Montag, 07. Oktober 2013

Schöner dichter Pferdeschweif – die richtige Pflege macht’s!

Ein dichter Schweif ist für viele Besitzer nicht nur ein Schönheitsmerkmal, sondern auch Ausdruck sorgfältiger Pflege. Aber selbst ein von Natur aus schütterer Schweif kann durch hingebungsvolle Pflege ein echter Hingucker werden.

Basisausstattung dafür ist eine marktübliche Schweifbürste, die das Kämmen in alle Richtungen und ein Entwirren von Verfilzungen ermöglicht. Die Marke Oster schneidet dabei in vielen Bewertungen besonders gut ab, weil die Bürste erstens lange hält und äußerst angenehm in der Hand liegt. Und zweitens kann man mit ihr auch Haarknoten sowie die lästigen, in sich gedrehten Strähnen auflösen, ohne zu ziepen und viele Haare auszureißen. Das gefällt dem Pferd natürlich auch, denn empfindliche Tiere beginnen schon einmal zu stampfen und zu „quiecken“, wenn man am Schweif reißt. Passt die Bürste jedoch, steht der vierbeinige Freund mucksmäuschenstill wie ein Musterschüler da und genießt die Prozedur am ersten Moment an.

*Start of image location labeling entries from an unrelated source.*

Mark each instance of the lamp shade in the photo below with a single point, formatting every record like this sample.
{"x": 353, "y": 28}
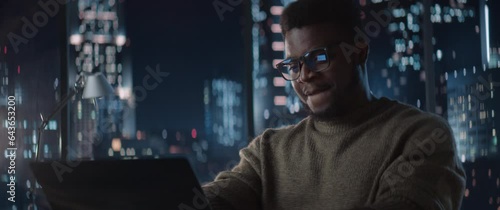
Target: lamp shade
{"x": 96, "y": 86}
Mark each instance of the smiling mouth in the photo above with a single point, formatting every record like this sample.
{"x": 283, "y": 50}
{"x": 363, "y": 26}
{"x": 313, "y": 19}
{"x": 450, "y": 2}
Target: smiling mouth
{"x": 316, "y": 91}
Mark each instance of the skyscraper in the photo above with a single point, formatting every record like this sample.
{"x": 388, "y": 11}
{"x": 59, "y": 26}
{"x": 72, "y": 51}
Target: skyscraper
{"x": 98, "y": 44}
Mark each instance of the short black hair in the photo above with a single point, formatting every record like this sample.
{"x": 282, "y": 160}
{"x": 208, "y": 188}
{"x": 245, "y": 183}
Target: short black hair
{"x": 344, "y": 13}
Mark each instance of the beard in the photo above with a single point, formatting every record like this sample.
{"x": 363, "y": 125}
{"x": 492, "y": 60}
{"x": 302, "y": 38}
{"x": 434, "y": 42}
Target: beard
{"x": 339, "y": 105}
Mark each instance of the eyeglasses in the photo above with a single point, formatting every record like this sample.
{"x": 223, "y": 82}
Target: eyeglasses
{"x": 316, "y": 60}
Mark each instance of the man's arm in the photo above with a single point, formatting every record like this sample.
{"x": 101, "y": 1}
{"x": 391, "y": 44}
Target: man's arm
{"x": 427, "y": 175}
{"x": 239, "y": 188}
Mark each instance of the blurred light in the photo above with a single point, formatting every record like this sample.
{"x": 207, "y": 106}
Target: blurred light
{"x": 279, "y": 82}
{"x": 116, "y": 144}
{"x": 120, "y": 40}
{"x": 178, "y": 136}
{"x": 275, "y": 62}
{"x": 138, "y": 134}
{"x": 76, "y": 39}
{"x": 276, "y": 10}
{"x": 110, "y": 152}
{"x": 124, "y": 92}
{"x": 278, "y": 46}
{"x": 487, "y": 20}
{"x": 276, "y": 28}
{"x": 279, "y": 100}
{"x": 164, "y": 134}
{"x": 193, "y": 133}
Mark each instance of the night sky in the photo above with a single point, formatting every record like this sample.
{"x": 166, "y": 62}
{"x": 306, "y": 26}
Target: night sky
{"x": 189, "y": 41}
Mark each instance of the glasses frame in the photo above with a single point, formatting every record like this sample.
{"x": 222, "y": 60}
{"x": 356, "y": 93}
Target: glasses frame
{"x": 302, "y": 60}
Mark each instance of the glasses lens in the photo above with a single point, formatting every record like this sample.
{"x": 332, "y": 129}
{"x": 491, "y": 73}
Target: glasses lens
{"x": 290, "y": 69}
{"x": 317, "y": 60}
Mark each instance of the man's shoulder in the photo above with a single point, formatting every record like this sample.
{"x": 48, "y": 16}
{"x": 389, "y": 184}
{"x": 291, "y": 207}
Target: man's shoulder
{"x": 284, "y": 132}
{"x": 410, "y": 119}
{"x": 409, "y": 113}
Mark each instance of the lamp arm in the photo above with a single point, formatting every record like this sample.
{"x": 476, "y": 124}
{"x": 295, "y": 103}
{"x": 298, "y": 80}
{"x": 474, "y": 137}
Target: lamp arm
{"x": 73, "y": 91}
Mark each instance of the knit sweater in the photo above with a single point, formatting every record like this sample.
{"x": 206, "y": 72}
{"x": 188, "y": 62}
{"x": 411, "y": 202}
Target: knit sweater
{"x": 386, "y": 155}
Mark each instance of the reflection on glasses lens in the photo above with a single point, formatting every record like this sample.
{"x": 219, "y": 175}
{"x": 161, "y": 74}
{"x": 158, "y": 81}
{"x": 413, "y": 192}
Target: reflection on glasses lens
{"x": 316, "y": 60}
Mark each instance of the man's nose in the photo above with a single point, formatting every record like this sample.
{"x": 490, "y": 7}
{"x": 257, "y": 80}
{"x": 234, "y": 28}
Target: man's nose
{"x": 306, "y": 73}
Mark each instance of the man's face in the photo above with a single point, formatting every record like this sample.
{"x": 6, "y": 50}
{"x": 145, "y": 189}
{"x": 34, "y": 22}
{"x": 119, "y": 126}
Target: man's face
{"x": 324, "y": 93}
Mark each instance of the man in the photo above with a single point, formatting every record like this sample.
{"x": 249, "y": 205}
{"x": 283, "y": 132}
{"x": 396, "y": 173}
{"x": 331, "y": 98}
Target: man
{"x": 354, "y": 151}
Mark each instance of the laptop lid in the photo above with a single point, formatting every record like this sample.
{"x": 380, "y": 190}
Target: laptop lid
{"x": 120, "y": 184}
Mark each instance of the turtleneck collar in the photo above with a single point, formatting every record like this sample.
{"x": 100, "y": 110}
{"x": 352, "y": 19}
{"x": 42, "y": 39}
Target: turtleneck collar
{"x": 352, "y": 119}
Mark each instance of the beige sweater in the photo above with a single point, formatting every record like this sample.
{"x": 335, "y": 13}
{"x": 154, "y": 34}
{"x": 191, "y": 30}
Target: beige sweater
{"x": 386, "y": 155}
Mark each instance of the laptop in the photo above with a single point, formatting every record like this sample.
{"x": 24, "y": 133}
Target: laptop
{"x": 120, "y": 184}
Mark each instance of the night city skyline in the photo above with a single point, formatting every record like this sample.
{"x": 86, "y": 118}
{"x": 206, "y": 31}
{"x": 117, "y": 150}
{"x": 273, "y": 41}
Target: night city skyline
{"x": 202, "y": 82}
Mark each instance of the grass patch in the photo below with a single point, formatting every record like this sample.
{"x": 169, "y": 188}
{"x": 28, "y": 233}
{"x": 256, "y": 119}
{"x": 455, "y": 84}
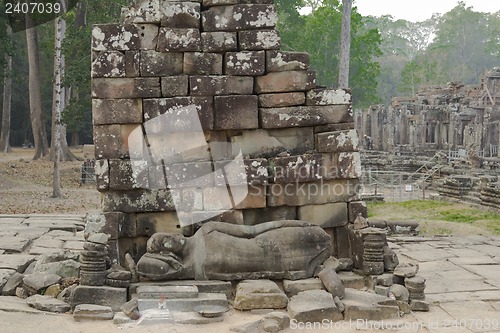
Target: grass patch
{"x": 432, "y": 210}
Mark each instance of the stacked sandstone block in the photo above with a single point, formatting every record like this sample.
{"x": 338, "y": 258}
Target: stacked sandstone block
{"x": 222, "y": 56}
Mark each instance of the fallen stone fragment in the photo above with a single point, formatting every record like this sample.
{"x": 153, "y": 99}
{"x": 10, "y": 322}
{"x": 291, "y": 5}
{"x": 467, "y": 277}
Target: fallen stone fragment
{"x": 400, "y": 292}
{"x": 313, "y": 306}
{"x": 38, "y": 281}
{"x": 332, "y": 282}
{"x": 131, "y": 309}
{"x": 92, "y": 312}
{"x": 259, "y": 294}
{"x": 9, "y": 289}
{"x": 47, "y": 303}
{"x": 419, "y": 305}
{"x": 405, "y": 270}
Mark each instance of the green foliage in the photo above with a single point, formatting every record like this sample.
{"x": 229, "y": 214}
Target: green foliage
{"x": 77, "y": 51}
{"x": 319, "y": 34}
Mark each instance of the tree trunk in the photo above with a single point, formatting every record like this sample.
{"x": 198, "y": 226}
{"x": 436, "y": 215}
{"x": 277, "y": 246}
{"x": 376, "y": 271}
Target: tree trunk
{"x": 345, "y": 44}
{"x": 38, "y": 127}
{"x": 59, "y": 98}
{"x": 7, "y": 101}
{"x": 57, "y": 105}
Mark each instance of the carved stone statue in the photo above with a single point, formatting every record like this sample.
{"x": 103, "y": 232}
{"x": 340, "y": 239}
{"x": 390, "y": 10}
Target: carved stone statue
{"x": 273, "y": 250}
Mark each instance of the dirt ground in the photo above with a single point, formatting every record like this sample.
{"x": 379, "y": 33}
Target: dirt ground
{"x": 26, "y": 186}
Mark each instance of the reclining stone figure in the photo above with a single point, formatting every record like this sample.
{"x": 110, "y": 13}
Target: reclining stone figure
{"x": 285, "y": 249}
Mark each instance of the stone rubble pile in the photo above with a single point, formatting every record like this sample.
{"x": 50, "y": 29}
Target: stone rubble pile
{"x": 222, "y": 58}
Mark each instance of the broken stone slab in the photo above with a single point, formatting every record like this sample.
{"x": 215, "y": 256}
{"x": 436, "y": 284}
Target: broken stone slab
{"x": 352, "y": 280}
{"x": 313, "y": 306}
{"x": 281, "y": 318}
{"x": 293, "y": 287}
{"x": 332, "y": 282}
{"x": 385, "y": 280}
{"x": 99, "y": 295}
{"x": 405, "y": 270}
{"x": 400, "y": 292}
{"x": 121, "y": 318}
{"x": 130, "y": 309}
{"x": 38, "y": 281}
{"x": 184, "y": 304}
{"x": 65, "y": 268}
{"x": 209, "y": 286}
{"x": 156, "y": 292}
{"x": 15, "y": 244}
{"x": 194, "y": 318}
{"x": 155, "y": 316}
{"x": 259, "y": 294}
{"x": 15, "y": 279}
{"x": 419, "y": 305}
{"x": 84, "y": 312}
{"x": 368, "y": 306}
{"x": 48, "y": 303}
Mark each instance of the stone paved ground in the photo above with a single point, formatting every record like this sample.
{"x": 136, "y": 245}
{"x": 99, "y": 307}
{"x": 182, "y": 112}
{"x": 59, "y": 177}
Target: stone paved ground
{"x": 463, "y": 281}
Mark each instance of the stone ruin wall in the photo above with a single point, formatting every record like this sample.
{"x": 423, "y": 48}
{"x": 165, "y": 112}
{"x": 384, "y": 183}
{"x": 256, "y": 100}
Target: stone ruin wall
{"x": 446, "y": 117}
{"x": 223, "y": 56}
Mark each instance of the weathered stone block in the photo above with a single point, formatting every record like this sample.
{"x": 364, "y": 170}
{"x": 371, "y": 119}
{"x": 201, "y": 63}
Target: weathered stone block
{"x": 293, "y": 287}
{"x": 259, "y": 294}
{"x": 281, "y": 100}
{"x": 180, "y": 14}
{"x": 116, "y": 111}
{"x": 261, "y": 215}
{"x": 144, "y": 11}
{"x": 313, "y": 306}
{"x": 178, "y": 114}
{"x": 125, "y": 87}
{"x": 279, "y": 61}
{"x": 259, "y": 40}
{"x": 210, "y": 3}
{"x": 101, "y": 169}
{"x": 285, "y": 82}
{"x": 262, "y": 143}
{"x": 102, "y": 295}
{"x": 229, "y": 216}
{"x": 328, "y": 97}
{"x": 334, "y": 127}
{"x": 218, "y": 198}
{"x": 251, "y": 63}
{"x": 336, "y": 142}
{"x": 107, "y": 37}
{"x": 327, "y": 215}
{"x": 181, "y": 40}
{"x": 239, "y": 17}
{"x": 300, "y": 116}
{"x": 314, "y": 193}
{"x": 132, "y": 63}
{"x": 291, "y": 169}
{"x": 236, "y": 112}
{"x": 220, "y": 85}
{"x": 332, "y": 282}
{"x": 128, "y": 175}
{"x": 192, "y": 174}
{"x": 357, "y": 208}
{"x": 173, "y": 86}
{"x": 197, "y": 63}
{"x": 341, "y": 166}
{"x": 219, "y": 41}
{"x": 138, "y": 201}
{"x": 111, "y": 141}
{"x": 256, "y": 172}
{"x": 161, "y": 63}
{"x": 108, "y": 64}
{"x": 149, "y": 223}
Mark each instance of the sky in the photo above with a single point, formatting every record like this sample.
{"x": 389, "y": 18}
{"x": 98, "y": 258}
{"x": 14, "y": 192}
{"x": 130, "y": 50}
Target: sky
{"x": 419, "y": 10}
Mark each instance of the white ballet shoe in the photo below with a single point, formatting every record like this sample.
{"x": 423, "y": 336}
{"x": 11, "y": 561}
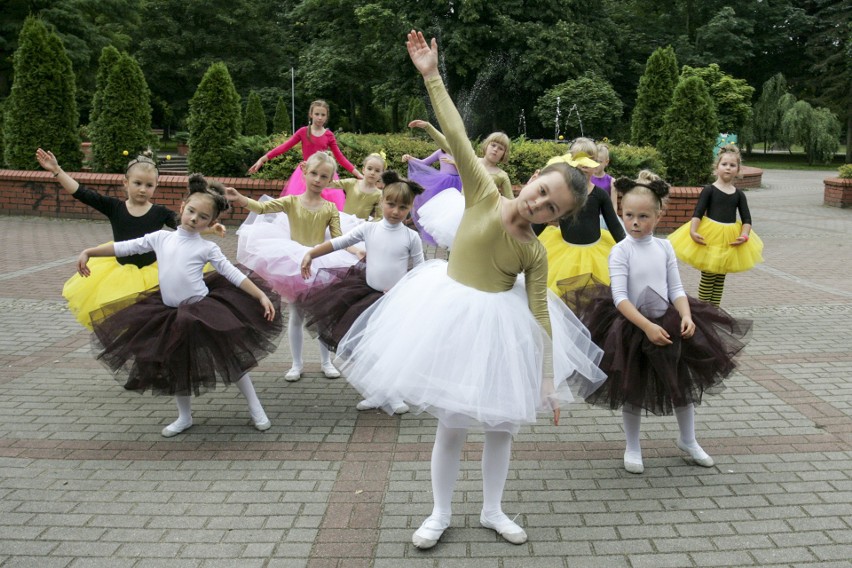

Damit es erst gar nicht zu Verfilzungen kommt, empfiehlt sich regelmäßiges Waschen und anschließendes Spülen mit Essigwasser. Auch ein eigenes Pferdehaar-Shampoo ist gut geeignet. Am besten funktioniert die Reinigung damit, wenn man erst den Schweif gründlich nass macht, bevor man ihn sorgfältig einschäumt. Herausgewaschen wird das Shampoo dann mit dem Schlauch – und zwar so sorgfältig, dass auch im Schwanzinneren kein Schaum zurück bleibt. Das macht man am besten, wenn es nicht zu kalt ist – oder man sorgt für die nötige Wärme im Stall.
Achtung: Normales Shampoo für Menschenhaar ist für Pferde eher ungeeignet, da es dem Haar Fett entzieht!

Zum Trocknen flechtet man den Schweif dann zu einem Zopf ein und behandelt ihn anschließend mit einem Spray. Damit verhindert man erneute Knötchenbildung für mindestens eine Woche, das Schweifhaar bleibt locker und seidig. Auch Einstreu bleibt weniger leicht darin hängen.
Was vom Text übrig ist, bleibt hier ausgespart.